In a scientific application I develop we make extensive use of matrix-matrix multiplications. It is therefore important that these operations are performant. Highly tuned multiplication kernels are a core component of the basic linear algebra subprograms (BLAS) API. There exist a wide variety of BLAS implementations—both open source and proprietary—for almost all HPC platforms.
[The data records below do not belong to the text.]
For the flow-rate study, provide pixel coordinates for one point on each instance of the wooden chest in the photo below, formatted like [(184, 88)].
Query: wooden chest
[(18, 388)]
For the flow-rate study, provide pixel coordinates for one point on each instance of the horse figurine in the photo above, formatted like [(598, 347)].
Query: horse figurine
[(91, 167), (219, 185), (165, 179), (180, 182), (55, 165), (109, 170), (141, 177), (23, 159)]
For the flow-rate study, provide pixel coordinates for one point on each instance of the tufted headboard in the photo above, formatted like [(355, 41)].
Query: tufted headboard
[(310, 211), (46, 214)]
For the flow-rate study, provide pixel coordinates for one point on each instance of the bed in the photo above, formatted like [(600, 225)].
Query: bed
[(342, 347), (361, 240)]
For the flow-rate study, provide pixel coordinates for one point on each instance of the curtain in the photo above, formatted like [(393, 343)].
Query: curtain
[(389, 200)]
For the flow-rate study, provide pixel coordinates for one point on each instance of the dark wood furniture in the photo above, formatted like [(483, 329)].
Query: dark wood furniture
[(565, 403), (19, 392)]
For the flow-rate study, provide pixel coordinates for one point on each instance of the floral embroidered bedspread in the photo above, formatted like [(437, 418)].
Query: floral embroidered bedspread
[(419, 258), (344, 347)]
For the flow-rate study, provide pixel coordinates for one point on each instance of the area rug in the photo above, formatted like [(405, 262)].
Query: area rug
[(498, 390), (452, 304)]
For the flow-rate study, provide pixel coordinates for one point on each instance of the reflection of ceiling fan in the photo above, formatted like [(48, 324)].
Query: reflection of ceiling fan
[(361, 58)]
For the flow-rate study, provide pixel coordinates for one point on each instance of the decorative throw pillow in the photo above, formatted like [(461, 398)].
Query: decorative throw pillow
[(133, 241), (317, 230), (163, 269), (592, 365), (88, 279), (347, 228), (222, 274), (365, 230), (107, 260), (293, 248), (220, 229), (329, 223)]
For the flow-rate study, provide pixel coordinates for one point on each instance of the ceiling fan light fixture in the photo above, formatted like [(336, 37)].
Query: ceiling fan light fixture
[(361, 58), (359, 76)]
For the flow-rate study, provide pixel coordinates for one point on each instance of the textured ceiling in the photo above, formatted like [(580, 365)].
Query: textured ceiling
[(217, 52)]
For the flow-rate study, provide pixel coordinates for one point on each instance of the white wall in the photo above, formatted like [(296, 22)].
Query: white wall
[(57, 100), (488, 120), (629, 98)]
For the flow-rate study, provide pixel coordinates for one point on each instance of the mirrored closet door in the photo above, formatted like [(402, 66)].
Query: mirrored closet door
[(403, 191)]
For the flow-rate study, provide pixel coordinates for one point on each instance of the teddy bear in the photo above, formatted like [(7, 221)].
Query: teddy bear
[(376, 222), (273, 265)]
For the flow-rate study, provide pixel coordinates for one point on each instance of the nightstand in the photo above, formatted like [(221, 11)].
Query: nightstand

What follows are a series of benchmarks for the matrix sizes that arise in our application for a variety of BLAS libraries. It is hoped that these benchmarks will help users to make informed decisions when deciding on a specific BLAS.
The dimensions of the matrices, with the exception of the final test-case (M = N = K = 2048), are all real-world examples taken from my solver.
When conducting the benchmarks the following procedures were employed:
The following comparison is between ATLAS 3.11.11 and the current Git Head of OpenBLAS. Both were compiled using GCC 4.7.2 on a Gentoo Linux system. The CPU was a 3.5Ghz Intel Core i7 3770K with turbo-boost (to 3.9Ghz) enabled. Peak is ~62.7 gigaflops single precision and ~31.4 gigaflops double precision.
ATLAS | OpenBLAS | |||||
---|---|---|---|---|---|---|
M | N | K | S | D | S | D |
6 | 25000 | 3 | 8.78 | 5.84 | 6.20 | 4.94 |
8 | 25000 | 4 | 11.31 | 6.63 | 8.83 | 6.26 |
9 | 25000 | 6 | 15.68 | 9.07 | 11.51 | 8.17 |
12 | 25000 | 9 | 20.94 | 11.31 | 14.25 | 10.37 |
12 | 25000 | 10 | 21.80 | 11.22 | 15.18 | 10.84 |
15 | 25000 | 15 | 26.33 | 13.32 | 17.54 | 12.21 |
16 | 25000 | 16 | 22.55 | 12.25 | 21.51 | 13.77 |
18 | 25000 | 21 | 25.80 | 13.37 | 23.02 | 14.14 |
20 | 25000 | 25 | 24.49 | 13.68 | 24.29 | 15.63 |
24 | 25000 | 8 | 24.62 | 11.92 | 17.77 | 11.33 |
24 | 25000 | 36 | 24.91 | 15.18 | 30.73 | 17.01 |
54 | 25000 | 27 | 28.69 | 17.92 | 32.09 | 17.28 |
96 | 25000 | 64 | 35.16 | 22.37 | 45.17 | 22.18 |
150 | 25000 | 125 | 40.65 | 25.70 | 48.41 | 25.26 |
216 | 25000 | 216 | 53.75 | 25.09 | 54.18 | 27.90 |
2048 | 2048 | 2048 | 61.02 | 30.37 | 61.61 | 31.06 |
We note here that ATLAS tends to outperform OpenBLAS when working at single precision until M = 24. At this point OpenBLAS pulls away; often delivering 20% more FLOPS than ATLAS.